Dan Snow's History Hit - Operation Paperclip: America's Nazi Scientists
Episode Date: April 3, 2023In the aftermath of the Second World War, the Allied Powers sent research teams into the ruins of the Third Reich to cherry-pick the best German engineers and scientists. The goal was to integrate the...m into their own R&D programmes and exploit Nazi technology to beat the Soviets in the arms race. Operation Paperclip saw thousands of scientists relocated to the United States, even though many of them had been complicit in Nazi war crimes. So which technologies did they salvage from the wreckage of the Nazi regime? And what scientific breakthroughs did they contribute to after the war? Annie Jacobsen, an investigative journalist and Pulitzer Prize finalist, joins Dan to answer these questions and more.Produced by Mariana des Forges and James Hickmann, and edited by Dougal Patmore.If you'd like to learn more, we have hundreds of history documentaries, ad-free podcasts and audiobooks at History Hit - subscribe to History Hit today!Download the History Hit app from the Google Play store.Download the History Hit app from the Apple Store.
Transcript
Discussion (0)
Hey everybody, welcome to Dan Snow's History Hit. I once went on a journey about 20 years ago now
with some veterans of World War II, British veterans of World War II, went up to Hamburg
and they were all part of a team that were there to secure German scientists, in particular German
radar and U-boat scientists, because Britain historically was most interested in controlling the waters around these islands.

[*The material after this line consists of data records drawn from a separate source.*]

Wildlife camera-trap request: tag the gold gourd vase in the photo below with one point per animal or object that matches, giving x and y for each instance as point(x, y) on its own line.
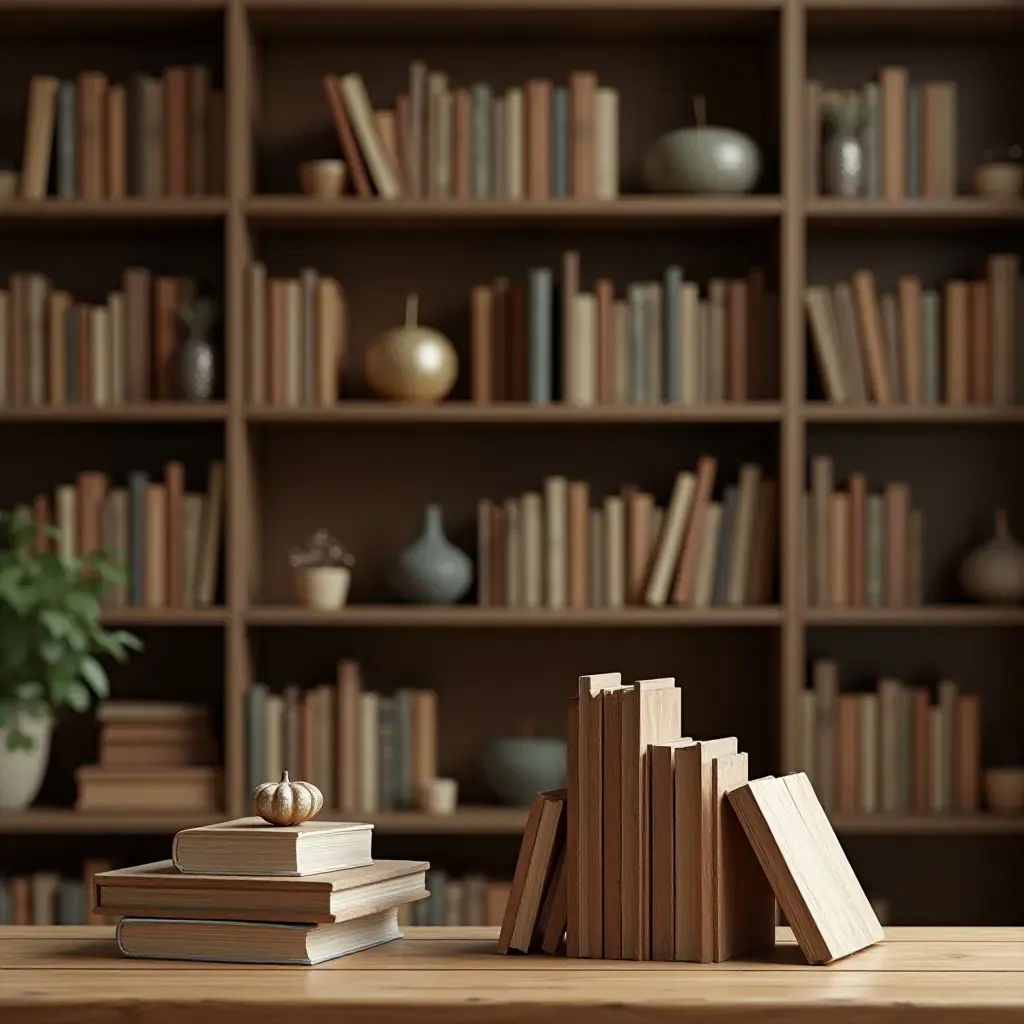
point(412, 363)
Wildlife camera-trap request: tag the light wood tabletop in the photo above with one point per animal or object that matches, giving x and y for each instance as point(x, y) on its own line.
point(454, 976)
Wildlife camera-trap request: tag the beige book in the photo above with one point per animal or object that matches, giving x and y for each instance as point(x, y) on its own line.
point(353, 93)
point(742, 532)
point(809, 872)
point(614, 549)
point(606, 142)
point(670, 542)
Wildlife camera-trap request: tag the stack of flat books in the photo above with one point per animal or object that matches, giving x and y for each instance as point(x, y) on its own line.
point(248, 892)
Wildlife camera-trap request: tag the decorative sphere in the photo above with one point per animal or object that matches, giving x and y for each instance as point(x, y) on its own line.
point(412, 364)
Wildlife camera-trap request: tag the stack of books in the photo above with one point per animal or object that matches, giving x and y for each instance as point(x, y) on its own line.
point(248, 892)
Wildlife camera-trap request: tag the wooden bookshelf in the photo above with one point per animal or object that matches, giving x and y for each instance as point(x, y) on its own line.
point(365, 469)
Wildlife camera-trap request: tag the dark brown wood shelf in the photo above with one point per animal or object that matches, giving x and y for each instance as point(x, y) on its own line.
point(468, 616)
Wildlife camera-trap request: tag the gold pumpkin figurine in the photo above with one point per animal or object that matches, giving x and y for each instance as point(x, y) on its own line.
point(286, 803)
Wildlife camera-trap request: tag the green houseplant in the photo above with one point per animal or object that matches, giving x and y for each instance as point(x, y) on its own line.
point(51, 639)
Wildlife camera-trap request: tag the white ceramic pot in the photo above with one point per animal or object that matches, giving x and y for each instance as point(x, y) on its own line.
point(22, 771)
point(324, 588)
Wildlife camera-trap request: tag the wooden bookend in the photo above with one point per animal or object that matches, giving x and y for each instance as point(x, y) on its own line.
point(542, 846)
point(744, 904)
point(694, 907)
point(809, 872)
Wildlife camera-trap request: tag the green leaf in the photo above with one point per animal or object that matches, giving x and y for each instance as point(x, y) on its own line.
point(92, 672)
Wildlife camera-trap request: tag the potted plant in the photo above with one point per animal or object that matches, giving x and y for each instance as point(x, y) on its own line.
point(51, 640)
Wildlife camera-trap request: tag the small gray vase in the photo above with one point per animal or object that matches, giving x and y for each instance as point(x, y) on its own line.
point(432, 569)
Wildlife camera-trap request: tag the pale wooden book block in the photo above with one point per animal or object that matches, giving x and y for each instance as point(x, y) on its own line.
point(812, 880)
point(694, 849)
point(744, 904)
point(663, 847)
point(651, 714)
point(589, 820)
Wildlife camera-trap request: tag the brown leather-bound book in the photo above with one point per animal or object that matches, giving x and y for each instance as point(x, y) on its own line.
point(137, 285)
point(857, 537)
point(481, 322)
point(90, 143)
point(682, 591)
point(538, 96)
point(174, 479)
point(199, 112)
point(176, 133)
point(604, 291)
point(847, 750)
point(499, 341)
point(515, 347)
point(957, 339)
point(736, 322)
point(897, 516)
point(578, 502)
point(346, 138)
point(461, 111)
point(981, 354)
point(117, 142)
point(871, 337)
point(583, 92)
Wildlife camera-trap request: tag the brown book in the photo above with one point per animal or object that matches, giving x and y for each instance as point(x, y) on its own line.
point(583, 92)
point(117, 142)
point(957, 335)
point(871, 336)
point(174, 478)
point(980, 352)
point(346, 138)
point(482, 318)
point(736, 324)
point(90, 142)
point(160, 890)
point(176, 134)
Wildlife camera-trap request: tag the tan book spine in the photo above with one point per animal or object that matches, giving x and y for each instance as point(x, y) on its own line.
point(156, 546)
point(117, 142)
point(897, 515)
point(871, 335)
point(736, 324)
point(176, 135)
point(538, 134)
point(198, 116)
point(957, 310)
point(481, 325)
point(839, 548)
point(857, 535)
point(980, 353)
point(174, 480)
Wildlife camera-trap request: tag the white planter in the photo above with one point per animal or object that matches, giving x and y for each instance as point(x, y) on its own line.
point(324, 588)
point(22, 771)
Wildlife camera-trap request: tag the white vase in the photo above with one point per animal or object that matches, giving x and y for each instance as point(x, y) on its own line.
point(324, 588)
point(22, 771)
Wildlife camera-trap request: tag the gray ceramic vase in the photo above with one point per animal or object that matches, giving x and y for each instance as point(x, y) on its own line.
point(432, 569)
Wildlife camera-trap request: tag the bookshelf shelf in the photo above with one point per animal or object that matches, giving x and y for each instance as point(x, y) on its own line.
point(642, 212)
point(469, 616)
point(518, 414)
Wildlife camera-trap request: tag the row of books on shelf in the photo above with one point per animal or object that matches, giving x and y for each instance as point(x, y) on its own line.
point(365, 751)
point(438, 140)
point(56, 350)
point(908, 133)
point(658, 342)
point(153, 756)
point(550, 548)
point(170, 538)
point(898, 748)
point(160, 135)
point(913, 345)
point(862, 549)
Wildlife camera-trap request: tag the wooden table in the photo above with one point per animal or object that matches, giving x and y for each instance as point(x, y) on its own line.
point(453, 976)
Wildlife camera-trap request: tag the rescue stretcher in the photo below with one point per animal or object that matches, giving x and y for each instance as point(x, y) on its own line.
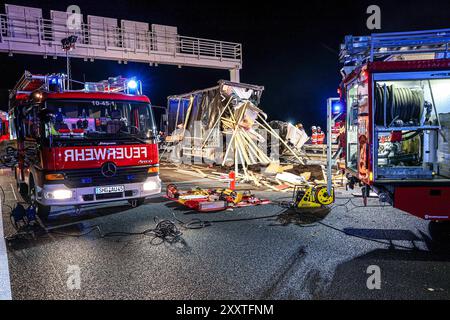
point(213, 200)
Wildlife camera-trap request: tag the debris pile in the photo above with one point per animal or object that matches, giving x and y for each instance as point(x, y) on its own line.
point(224, 128)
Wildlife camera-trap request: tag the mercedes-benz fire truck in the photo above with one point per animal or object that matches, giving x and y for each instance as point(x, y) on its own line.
point(80, 147)
point(4, 126)
point(396, 97)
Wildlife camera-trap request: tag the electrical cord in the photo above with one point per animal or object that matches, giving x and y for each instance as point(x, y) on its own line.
point(195, 224)
point(165, 231)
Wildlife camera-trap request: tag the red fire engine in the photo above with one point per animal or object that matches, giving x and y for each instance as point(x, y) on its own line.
point(396, 93)
point(79, 147)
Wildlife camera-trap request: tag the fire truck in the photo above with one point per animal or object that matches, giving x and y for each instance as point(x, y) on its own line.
point(80, 147)
point(396, 99)
point(4, 126)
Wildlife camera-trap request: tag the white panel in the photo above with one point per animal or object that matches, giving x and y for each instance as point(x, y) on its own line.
point(23, 21)
point(164, 38)
point(135, 35)
point(59, 26)
point(103, 31)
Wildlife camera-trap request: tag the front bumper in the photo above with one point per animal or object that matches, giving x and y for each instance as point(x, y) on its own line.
point(86, 195)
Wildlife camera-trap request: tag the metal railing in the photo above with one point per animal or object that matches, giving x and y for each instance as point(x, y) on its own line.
point(45, 32)
point(361, 49)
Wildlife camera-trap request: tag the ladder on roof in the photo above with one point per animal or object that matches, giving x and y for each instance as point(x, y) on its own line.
point(57, 83)
point(30, 82)
point(358, 50)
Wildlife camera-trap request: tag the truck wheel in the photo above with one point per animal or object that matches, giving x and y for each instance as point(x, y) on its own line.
point(136, 202)
point(42, 211)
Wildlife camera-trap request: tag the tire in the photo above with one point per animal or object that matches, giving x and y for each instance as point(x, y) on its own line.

It's naval supremacy in the Northeast Atlantic Ocean.
Important business if you're a British politician or military strategist.
And it was a great trip.
We were welcomed by our German hosts who shook the hands of these veterans and thanked them for
liberating them and their forebears from the Nazi tyranny.
It was an extraordinary thing to be part of.
But it sparked a fascination in me for the removal of these scientists,
the Allied desire to basically cherry-pick the best German military engineers
and scientists to boost their programs back home.
That's the Soviet Union, the French, the British, and of course the Americans.
The Americans launched Operation
Paperclip, and it was a top secret intelligence program to bring Nazi scientists to America,
most famous among them, of course, Wernher von Braun, who was Hitler's rocket scientist,
who would then go and work at NASA and help design the rocket that would carry the Apollo
mission astronauts to the moon. It's a crazy thought, crazy thought. Even though
he was utterly compromised, he was obviously complicit in many of the crimes against humanity
perpetrated by the Nazi German state. But he wasn't the only one. There were many of them,
some like 1,600 scientists were taken across to the US to work in all sorts of different fields.
It's been calculated they contributed tens of billions of dollars
to US R&D, economic output,
but it's impossible to come up with any real estimation of their impact.
I talked to Annie Jacobson.
She's a journalist in the US.
She's been nominated for a Pulitzer Prize.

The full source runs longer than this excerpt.